This includes the production of chemicals and fuels, which account for more than a third of all US industrial emissions and energy consumption.

RAPID’s work will rethink traditional unit operations by transitioning them to efficient, integrated processes via advanced reactors and separators that can utilize low carbon energy sources and sustainable feedstocks. Developing and deploying sustainable feedstocks are a key priority of DOE, and RAPID’s work will align with the Clean Fuels & Products Shot, the Energy Earthshot initiative focused on decarbonizing the chemicals supply chain by advancing cost-effective technologies that use alternative sources of carbon.

Phase two of RAPID will expand on the core competencies that the Institute has developed, improving centralized processing systems to enable flexible, distributed manufacturing and utilizing process intensification principles—including combining multiple process steps such as mixing, reaction, and separation into integrated, intensified processes—to reduce the emissions footprint of the process industries.

They will have a particular focus on difficult-to-decarbonize products, including specialty & performance chemicals, high-volume chemicals, sustainable aviation fuels/e-fuels, among others.

Intensified process approaches using technologies such as advanced reactors that significantly improve heat and mass transfer properties can unlock cost-competitive reductions in greenhouse gas (GHG) emissions. RAPID’s work to reduce process heat demand will contribute to the Industrial Heat Shot, the Energy Earthshot™ initiative aimed at developing cost-competitive industrial heat decarbonization technologies with at least 85% lower GHG emissions by 2035.

DOE also announced a Notice of Intent (NOI) (DE-FOA-0003205) to release a funding opportunity (DE-FOA-0003206) for $38 million to develop cross-sector technologies for the industrial sector. The funding opportunity will seek projects to further support the goals of the Industrial Heat Shot and the DOE Industrial Decarbonization Roadmap by supporting high-impact, applied RD&D projects to advance the transformational cross-sector technologies and innovations required to reduce energy use and GHG emissions across the industrial sector.

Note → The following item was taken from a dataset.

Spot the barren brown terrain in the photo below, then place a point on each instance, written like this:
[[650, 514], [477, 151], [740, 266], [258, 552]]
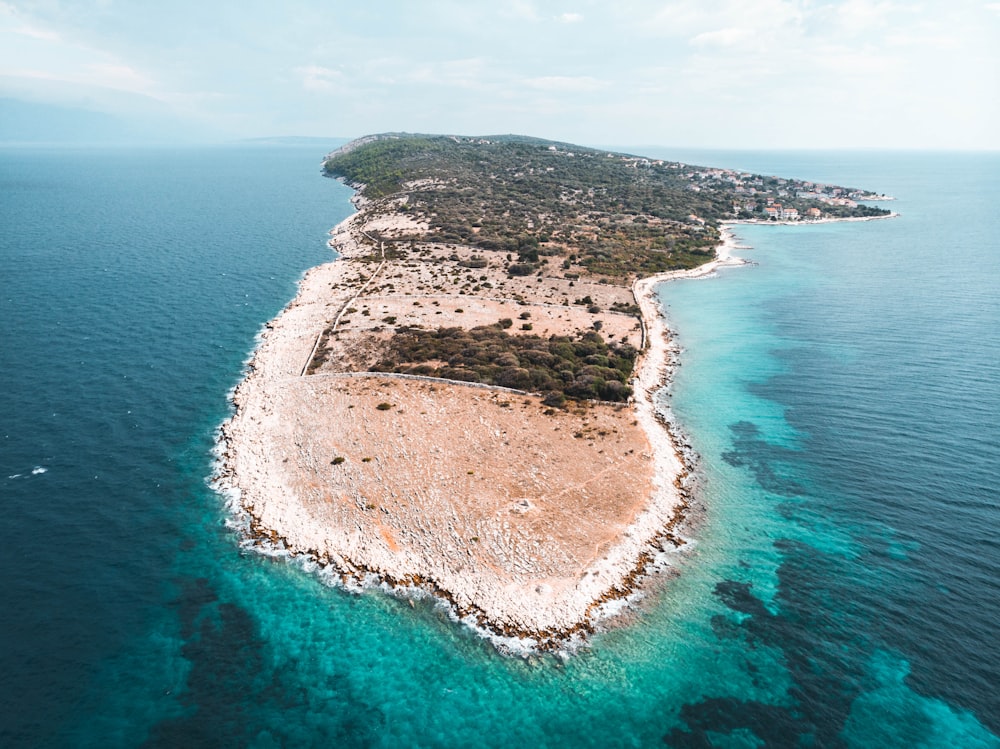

Topics of the funding opportunity will include electrification of industrial heat, next-generation energy systems, and decarbonizing organic wastewater and wet waste treatment.

Launched in 2017 by the American Institute of Chemical Engineers (AIChE), RAPID has exceeded its goals to date, with more than a 20% increase in energy efficiency across multiple technologies, generating more than 240 peer-reviewed publications and more ethan 20 inventions. RAPID has grown its membership to more than 80 organizations across industry, small businesses, academia, and national laboratories.

Phase one also saw more than 7,400 undergraduate and graduate students trained, as well as 3,600 current workers. The second phase of the Institute will continue to leverage the Institute’s collaborative innovation ecosystem to address industry challenges through pre-competitive research and train the current and future workforce to re-think conventional processes.